Wednesday, 11 March 2015


A stopple is a stopper or plug, usually for a bottle. We seem to have quite a few. I've no idea if they work - once our wine is open, we drink it rather than go round stoppling it.

Actually stopple is the verb as well as the noun, but however you say it, it seems an odd thing to do.

Wednesday, 25 February 2015


Often I challenge you to use my Wednesday Word of the Week, but not this time. I'd like this one to vanish.

Invent is a word. It means to use thought to create and originate. The result is an invention, created by an inventive inventor. It could be a physical thing, such as a wheel, space ship or cake. It might be an idea, song or story.

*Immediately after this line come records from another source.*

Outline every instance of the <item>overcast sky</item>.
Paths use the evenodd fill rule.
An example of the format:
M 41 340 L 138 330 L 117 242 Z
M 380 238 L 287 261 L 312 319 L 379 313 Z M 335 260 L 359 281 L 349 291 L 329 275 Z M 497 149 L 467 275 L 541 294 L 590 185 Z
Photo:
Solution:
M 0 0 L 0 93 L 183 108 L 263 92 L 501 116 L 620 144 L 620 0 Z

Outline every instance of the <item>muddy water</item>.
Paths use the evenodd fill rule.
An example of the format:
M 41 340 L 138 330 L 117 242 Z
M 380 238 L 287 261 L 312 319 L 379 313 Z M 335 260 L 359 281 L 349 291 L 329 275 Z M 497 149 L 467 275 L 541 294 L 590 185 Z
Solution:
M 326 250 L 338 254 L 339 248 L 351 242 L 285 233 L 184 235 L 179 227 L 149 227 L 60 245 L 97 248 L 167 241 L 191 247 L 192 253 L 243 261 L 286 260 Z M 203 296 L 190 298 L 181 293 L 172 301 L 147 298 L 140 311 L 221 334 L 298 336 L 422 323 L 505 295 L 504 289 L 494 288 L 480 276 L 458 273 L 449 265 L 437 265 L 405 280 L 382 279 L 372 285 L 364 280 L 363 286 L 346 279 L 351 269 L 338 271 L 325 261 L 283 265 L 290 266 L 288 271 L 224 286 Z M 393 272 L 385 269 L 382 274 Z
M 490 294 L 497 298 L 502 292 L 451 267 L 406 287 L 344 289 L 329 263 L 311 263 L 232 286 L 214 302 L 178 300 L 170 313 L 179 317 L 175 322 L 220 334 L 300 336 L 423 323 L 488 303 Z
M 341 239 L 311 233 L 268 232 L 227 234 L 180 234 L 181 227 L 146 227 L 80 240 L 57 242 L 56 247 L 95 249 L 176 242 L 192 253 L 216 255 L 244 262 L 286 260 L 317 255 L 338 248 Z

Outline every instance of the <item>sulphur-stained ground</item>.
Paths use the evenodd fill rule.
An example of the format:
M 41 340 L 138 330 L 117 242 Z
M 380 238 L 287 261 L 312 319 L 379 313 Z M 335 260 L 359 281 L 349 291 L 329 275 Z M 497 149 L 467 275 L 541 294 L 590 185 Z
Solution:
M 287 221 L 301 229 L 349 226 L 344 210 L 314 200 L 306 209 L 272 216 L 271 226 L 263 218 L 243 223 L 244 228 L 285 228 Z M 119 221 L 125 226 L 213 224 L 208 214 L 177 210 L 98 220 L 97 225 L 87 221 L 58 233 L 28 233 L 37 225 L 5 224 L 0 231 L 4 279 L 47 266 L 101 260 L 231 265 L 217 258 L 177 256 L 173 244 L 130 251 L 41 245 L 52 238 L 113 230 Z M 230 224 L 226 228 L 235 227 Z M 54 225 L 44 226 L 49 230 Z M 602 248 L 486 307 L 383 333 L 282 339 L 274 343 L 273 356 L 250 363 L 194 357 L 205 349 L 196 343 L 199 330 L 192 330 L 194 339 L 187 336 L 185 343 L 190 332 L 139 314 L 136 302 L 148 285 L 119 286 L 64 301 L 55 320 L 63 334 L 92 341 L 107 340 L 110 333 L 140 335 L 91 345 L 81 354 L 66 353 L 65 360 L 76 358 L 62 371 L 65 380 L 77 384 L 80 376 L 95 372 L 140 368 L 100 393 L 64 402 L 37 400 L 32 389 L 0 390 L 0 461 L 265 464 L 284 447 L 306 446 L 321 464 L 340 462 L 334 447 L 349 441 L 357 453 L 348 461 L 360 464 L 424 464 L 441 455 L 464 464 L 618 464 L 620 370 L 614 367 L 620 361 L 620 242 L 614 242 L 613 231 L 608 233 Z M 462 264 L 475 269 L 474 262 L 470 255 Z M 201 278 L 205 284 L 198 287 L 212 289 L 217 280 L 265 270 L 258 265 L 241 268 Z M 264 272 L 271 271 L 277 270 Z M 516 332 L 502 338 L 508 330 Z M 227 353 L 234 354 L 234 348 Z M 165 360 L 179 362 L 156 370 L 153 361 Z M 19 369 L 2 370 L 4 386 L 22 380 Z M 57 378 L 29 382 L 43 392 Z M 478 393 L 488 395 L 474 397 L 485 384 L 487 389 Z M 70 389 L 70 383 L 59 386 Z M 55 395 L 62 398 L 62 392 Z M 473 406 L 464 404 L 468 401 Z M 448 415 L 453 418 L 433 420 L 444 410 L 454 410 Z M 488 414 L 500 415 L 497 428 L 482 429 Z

Re-invent doesn't mean anything, or at least not anything good as far as I can tell. Re-inventing usually seems to involve taking something good and popular and messing it up. Favourite food products are re-invented with a 'new and improved' recipe meaning they're smaller, pricier and disgusting. Classic stories are re-invented as unconvincing, watered down versions of the original. Re-invention is so much not a thing, that I'm not even going to make the letters bold.

Ooops, Wednesday Word of the Week seems to have been re-invented as Wednesday Whinge of the Week! I'm right though ... aren't I?